How to write MapReduce program python in hadoop

HadoopHow-ToBeginner · 4 min read

How to Write MapReduce Program in Python for Hadoop

To write a MapReduce program in Python for Hadoop, create two Python scripts: one for the mapper and one for the reducer. Use Hadoop Streaming to run these scripts by passing them as arguments to the hadoop jar command, which allows Hadoop to execute Python code for MapReduce tasks.

📐

Syntax

A MapReduce program in Python for Hadoop consists of two scripts: a mapper and a reducer. The mapper reads input line by line, processes it, and outputs key-value pairs. The reducer reads these pairs, aggregates or processes them, and outputs the final result.

Use the Hadoop Streaming command to run the Python scripts:

hadoop jar /path/to/hadoop-streaming.jar - runs the streaming utility
-input <input_path> - specifies input data location
-output <output_path> - specifies output data location
-mapper <mapper_script.py> - specifies the mapper script
-reducer <reducer_script.py> - specifies the reducer script

bash

hadoop jar /usr/lib/hadoop-mapreduce/hadoop-streaming.jar \
  -input /input/path \
  -output /output/path \
  -mapper mapper.py \
  -reducer reducer.py

💻

Example

This example shows a simple word count MapReduce program in Python. The mapper outputs each word with count 1. The reducer sums counts for each word.

python

# mapper.py
import sys
for line in sys.stdin:
    words = line.strip().split()
    for word in words:
        print(f"{word}\t1")

# reducer.py
import sys
current_word = None
current_count = 0
for line in sys.stdin:
    word, count = line.strip().split('\t')
    count = int(count)
    if current_word == word:
        current_count += count
    else:
        if current_word is not None:
            print(f"{current_word}\t{current_count}")
        current_word = word
        current_count = count
if current_word == word:
    print(f"{current_word}\t{current_count}")

Output

apple 3 banana 2 orange 1

⚠️

Common Pitfalls

Not flushing output or buffering can cause Hadoop to miss mapper/reducer output.
Incorrectly splitting input lines or keys can cause errors.
Forgetting to handle the last key in reducer causes missing output.
Not setting executable permissions on Python scripts causes Hadoop to fail running them.
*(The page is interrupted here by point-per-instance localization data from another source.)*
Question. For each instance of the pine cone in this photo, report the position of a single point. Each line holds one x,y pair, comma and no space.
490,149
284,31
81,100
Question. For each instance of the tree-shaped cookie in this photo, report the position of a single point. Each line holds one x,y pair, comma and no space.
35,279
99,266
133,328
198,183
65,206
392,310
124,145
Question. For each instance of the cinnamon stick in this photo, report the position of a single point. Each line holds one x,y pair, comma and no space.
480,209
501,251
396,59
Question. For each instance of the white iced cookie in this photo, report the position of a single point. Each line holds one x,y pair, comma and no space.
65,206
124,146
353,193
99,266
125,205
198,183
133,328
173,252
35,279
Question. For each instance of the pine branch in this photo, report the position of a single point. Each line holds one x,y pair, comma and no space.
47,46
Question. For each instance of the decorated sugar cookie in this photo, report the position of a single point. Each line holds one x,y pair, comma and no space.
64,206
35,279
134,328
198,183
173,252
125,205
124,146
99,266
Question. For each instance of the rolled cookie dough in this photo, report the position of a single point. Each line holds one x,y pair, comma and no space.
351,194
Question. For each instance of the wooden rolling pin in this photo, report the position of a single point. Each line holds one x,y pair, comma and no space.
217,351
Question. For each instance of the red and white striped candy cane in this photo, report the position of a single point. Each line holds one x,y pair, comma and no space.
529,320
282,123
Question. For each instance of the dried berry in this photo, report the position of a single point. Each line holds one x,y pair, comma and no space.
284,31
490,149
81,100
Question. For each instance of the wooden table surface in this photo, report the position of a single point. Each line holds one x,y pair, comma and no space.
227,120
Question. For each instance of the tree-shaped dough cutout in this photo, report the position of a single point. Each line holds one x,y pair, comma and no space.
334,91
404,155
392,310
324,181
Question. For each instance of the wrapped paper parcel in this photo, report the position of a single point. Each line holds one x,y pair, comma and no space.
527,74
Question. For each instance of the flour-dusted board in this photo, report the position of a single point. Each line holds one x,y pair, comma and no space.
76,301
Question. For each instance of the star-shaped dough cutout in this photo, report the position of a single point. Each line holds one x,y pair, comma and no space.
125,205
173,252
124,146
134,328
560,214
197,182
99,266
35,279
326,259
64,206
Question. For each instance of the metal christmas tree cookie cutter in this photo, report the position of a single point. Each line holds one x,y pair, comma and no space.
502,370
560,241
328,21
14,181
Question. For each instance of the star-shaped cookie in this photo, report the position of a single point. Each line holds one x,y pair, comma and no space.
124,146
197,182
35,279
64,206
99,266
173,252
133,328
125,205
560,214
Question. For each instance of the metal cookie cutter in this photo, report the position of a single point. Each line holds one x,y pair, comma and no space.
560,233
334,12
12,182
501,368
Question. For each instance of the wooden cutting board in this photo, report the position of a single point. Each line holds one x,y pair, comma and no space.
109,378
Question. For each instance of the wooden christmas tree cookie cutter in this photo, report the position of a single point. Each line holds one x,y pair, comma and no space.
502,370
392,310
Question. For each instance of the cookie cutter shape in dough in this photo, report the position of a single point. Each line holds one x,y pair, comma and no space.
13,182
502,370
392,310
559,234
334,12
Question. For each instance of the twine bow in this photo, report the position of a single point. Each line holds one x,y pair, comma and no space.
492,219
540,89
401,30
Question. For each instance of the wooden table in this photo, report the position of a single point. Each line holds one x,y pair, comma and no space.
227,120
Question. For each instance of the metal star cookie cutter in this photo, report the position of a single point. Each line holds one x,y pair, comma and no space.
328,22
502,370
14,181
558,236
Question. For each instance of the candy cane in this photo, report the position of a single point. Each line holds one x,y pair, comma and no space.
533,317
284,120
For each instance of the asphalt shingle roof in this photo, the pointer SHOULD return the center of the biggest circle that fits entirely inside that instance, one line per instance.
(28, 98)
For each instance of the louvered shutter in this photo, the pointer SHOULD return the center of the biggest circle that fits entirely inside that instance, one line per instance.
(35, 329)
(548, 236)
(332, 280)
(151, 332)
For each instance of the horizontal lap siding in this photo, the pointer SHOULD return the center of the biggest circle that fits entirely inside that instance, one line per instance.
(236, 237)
Always test mapper and reducer scripts locally with sample input before running on Hadoop.

python

# Wrong reducer missing last key output
import sys
current_word = None
current_count = 0
for line in sys.stdin:
    word, count = line.strip().split('\t')
    count = int(count)
    if current_word == word:
        current_count += count
    else:
        if current_word is not None:
            print(f"{current_word}\t{current_count}")
        current_word = word
        current_count = count
# Missing final print here

# Correct reducer includes final print
import sys
current_word = None
current_count = 0
for line in sys.stdin:
    word, count = line.strip().split('\t')
    count = int(count)
    if current_word == word:
        current_count += count
    else:
        if current_word is not None:
            print(f"{current_word}\t{current_count}")
        current_word = word
        current_count = count
if current_word == word:
    print(f"{current_word}\t{current_count}")

📊

Quick Reference

Tips for writing Python MapReduce programs in Hadoop:

Use sys.stdin to read input line by line.
Output key-value pairs separated by tab \t.
Ensure scripts have executable permission: chmod +x mapper.py reducer.py.
Test scripts locally with sample input before Hadoop run.
Use Hadoop Streaming jar to run Python scripts as mapper and reducer.

✅

Key Takeaways

Write separate Python scripts for mapper and reducer using sys.stdin and print for output.

Run Python MapReduce jobs on Hadoop using the Hadoop Streaming jar with -mapper and -reducer options.

Always handle the last key output in reducer to avoid missing results.

Set executable permissions on Python scripts before running on Hadoop.

Test your mapper and reducer scripts locally with sample data before Hadoop execution.